Just looking on personal situations really.Those with daughters or girls they know, do they have a better relationship with their mum or dad?

:thumbup:


----------



## Tassiegal

This is definitely a hard one to answer. I cant speak from personal experience for myself because i lost my mum at a very early age and grew up with my grandparents with my dad calling in all the time to see how i was. I loved him though heaps of course...

I think my daughters are closer to me than their dad - only because they are getting older and i think the closer to puberty they get the more they tend to need advice and support coming from a female rather than their dad. But that just could be my kids though. I know my son is a mummy's boy too at the moment,so as i said it could just be my kids.:winkwink:


----------



## alaskagrown

My sister and I were both closer to my mom. My dad was the bread winner and worked 7 days a week from dawn till dusk, while my mom stayed home and baked cookies and made arts and crafts with my sister and I. My dad is kind of awkward when it comes to having a conversation with if it is not business or surface related. But that's just how he is. I love my parents both, but my mom is more personable!


----------



## RachA

My sister and i were definitely closer to our mum. 
My sister-in-law is closer to her dad.
At the moment my lo is closer to me but she's only 2 1/2 years so that doesn't count.
My sister's two girls are closer to their mum but at the moment that stems from the fact that their dad walked out on them last year. Prior to that they were pretty close to their dad but no so much that they would take all their issues to him.

I think it totally depends on the personalities of the parents and children.


----------



## Mighty Max

It can vary. I have a daughter who is almost 13, and her mom died when she was a baby, and it was just us. So we're REALLY close. She enjoys all the same things I do, she's almost like a son really! And that hasn't changed even though she's getting older, and I have a new girlfriend who has a 13 year old son. She prefers boy activities, and my girlfriends son will tag along with us on all of our activities. But just because Evan has a father figure and my daughter has a mother figure doesn't mean that we will basically switch parenting roles. Evan is definitely a mummy's boy, and Riley is definitely a daddy's girl! She is comfortable discussing anything with me, I gave her 'the talk' and I bought her first bra recently.

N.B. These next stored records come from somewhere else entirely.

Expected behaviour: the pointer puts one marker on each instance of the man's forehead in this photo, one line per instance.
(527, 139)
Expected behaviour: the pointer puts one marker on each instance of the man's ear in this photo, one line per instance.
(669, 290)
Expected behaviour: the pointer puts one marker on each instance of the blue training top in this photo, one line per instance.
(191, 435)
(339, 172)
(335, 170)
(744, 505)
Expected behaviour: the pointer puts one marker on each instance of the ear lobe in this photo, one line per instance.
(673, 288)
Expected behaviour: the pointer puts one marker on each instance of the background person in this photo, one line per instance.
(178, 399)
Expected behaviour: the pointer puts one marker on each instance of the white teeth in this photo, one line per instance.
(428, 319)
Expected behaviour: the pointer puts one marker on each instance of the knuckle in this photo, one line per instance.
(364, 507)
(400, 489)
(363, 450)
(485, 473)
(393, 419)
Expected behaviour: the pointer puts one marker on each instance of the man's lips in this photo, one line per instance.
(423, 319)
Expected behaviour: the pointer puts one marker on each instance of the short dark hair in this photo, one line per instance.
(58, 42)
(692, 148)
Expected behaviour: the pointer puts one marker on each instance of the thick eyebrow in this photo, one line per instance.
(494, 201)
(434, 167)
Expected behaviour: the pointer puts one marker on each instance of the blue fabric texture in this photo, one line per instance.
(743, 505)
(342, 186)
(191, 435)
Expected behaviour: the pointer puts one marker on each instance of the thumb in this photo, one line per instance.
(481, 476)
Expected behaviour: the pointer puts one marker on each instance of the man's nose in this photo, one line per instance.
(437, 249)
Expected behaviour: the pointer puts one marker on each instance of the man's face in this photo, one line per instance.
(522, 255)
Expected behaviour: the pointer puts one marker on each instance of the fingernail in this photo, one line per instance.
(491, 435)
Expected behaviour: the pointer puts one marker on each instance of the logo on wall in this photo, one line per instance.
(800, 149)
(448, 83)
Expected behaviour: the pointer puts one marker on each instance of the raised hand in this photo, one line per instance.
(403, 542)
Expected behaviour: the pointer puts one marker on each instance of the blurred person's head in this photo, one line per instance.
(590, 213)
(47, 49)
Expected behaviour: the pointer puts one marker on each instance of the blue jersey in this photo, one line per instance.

She has never had anyone else other than me up until now, so our relationship is fantastic. But it really depends. In Riley and Evans case, they've only ever had 1 parent, so obviously... But generally i'd say mothers and daughters and fathers and sons would be closest


----------



## Amy_T

I've always been closer to my mum, although I love my dad to bits and used to go to football with him etc, the heart to heart chats etc were always with my mum. 

My 6 year old is closer to me than my husband at the minute and my 18 month old is 50-50!


----------



## hopeandpray

I was closer to my dad as a teenager. Even though he worked pretty much constantly. Personality wise we just clicked better. Think it depends on the individual.


----------